Des fractures qui sont essentiellement idéologiques…
En effet, la grande affaire à l’époque, c’est la rupture de Césaire avec le Parti communiste, qui survient en 1956. Comme Césaire est un homme entier, sa politique a nécessairement des répercussions sur sa poésie qui est l’expression de son être profond. La séparation avec ses camarades communistes antillais qui le traitent de tous les noms, est vécue comme une blessure et elle a laissé des traces « physiques » dans la poésie de Césaire. A la douleur de la rupture s’ajoute le désenchantement lié à l’évolution de l’Afrique. Le grand espoir suscité par les indépendances africaines s’était évanoui. D’où ce sentiment général de frustration et de mélancolie qui traverse les deux recueils.
Peut-on dire que ces poèmes annoncent la fin de la négritude qui fut le thème central du Cahier d’un retour au pays natal ?

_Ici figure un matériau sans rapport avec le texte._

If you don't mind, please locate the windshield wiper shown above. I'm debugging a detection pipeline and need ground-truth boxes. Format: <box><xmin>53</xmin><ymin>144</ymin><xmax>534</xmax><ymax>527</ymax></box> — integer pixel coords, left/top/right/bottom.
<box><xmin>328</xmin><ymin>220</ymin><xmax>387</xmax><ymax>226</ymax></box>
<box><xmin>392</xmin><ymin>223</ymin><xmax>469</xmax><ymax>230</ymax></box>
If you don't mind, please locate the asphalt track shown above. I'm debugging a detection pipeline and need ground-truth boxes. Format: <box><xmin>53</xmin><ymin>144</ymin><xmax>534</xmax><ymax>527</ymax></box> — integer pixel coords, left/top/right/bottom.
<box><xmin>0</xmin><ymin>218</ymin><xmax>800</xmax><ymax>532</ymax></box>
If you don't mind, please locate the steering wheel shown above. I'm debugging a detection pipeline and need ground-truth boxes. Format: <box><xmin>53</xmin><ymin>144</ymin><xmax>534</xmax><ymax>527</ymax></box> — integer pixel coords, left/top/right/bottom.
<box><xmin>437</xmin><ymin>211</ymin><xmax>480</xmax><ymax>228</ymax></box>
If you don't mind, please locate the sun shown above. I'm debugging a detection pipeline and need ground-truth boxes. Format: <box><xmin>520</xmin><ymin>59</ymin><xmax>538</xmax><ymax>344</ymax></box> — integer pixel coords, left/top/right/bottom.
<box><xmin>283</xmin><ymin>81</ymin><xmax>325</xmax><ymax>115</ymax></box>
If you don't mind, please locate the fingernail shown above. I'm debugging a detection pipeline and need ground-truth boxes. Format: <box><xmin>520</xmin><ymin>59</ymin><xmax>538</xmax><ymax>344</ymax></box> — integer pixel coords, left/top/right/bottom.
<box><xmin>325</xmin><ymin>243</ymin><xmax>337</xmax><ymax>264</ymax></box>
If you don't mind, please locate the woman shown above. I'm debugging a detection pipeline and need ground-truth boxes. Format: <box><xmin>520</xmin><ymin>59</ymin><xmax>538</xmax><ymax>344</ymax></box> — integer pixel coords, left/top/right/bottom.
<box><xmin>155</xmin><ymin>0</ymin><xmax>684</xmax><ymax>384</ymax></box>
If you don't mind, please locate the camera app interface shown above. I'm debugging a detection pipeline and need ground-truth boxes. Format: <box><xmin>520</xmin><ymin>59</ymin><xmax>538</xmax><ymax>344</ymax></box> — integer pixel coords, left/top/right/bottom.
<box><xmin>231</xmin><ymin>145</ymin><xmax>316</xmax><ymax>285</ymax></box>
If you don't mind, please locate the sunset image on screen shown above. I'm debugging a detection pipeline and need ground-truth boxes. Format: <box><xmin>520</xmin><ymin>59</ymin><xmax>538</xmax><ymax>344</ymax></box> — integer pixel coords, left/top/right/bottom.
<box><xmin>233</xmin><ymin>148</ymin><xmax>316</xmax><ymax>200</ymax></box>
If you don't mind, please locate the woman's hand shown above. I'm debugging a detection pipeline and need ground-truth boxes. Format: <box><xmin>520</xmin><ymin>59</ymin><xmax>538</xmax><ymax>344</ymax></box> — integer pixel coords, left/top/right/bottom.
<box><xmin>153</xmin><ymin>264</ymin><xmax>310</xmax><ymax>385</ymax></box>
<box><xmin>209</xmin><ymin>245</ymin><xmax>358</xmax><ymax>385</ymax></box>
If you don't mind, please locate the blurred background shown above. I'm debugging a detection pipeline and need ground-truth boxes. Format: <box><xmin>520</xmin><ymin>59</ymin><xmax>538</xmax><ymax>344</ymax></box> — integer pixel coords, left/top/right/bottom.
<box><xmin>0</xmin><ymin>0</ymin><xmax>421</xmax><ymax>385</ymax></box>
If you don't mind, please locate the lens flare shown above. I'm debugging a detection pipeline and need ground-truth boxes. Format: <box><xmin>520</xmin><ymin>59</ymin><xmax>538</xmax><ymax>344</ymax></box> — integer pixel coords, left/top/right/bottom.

C’est en effet la fin de la négritude conquérante incarnée par la thématique du « nègre debout » qui a été l’un des ressorts de la pensée poétique de Césaire. Mais la négritude renvoie aussi à l’histoire de l’homme noir, une histoire qui continue de peser sur son présent. Cette histoire est là dès le titre du premier recueil : Ferrements. Ce mot se réfère explicitement aux chaînes, carcans, fer rouge et autres objets métalliques constitutifs de l’odieuse panoplie du négrier. Les poèmes renvoient à une réminiscence corporelle de l’esclavage. Toutefois, chemin faisant, « Ferrements » deviennent par la volonté du poète « ferment », germe de révolte et de renouveau. C’est le mouvement fondamental de la poésie de Césaire qui finit toujours sur un renversement de position, après l’accablement, l’épanouissement. Avec Moi, laminaire qui est le dernier recueil de poèmes que Césaire a publié, nous retrouvons quelque chose de la subjectivité qui avait caractérisé le Cahier dans la mesure où le poète se met de nouveau en scène, aux prises avec sa langue, ses mythes et ses quêtes. Le but est de récapituler le sens de toute l’entreprise poétique césairienne.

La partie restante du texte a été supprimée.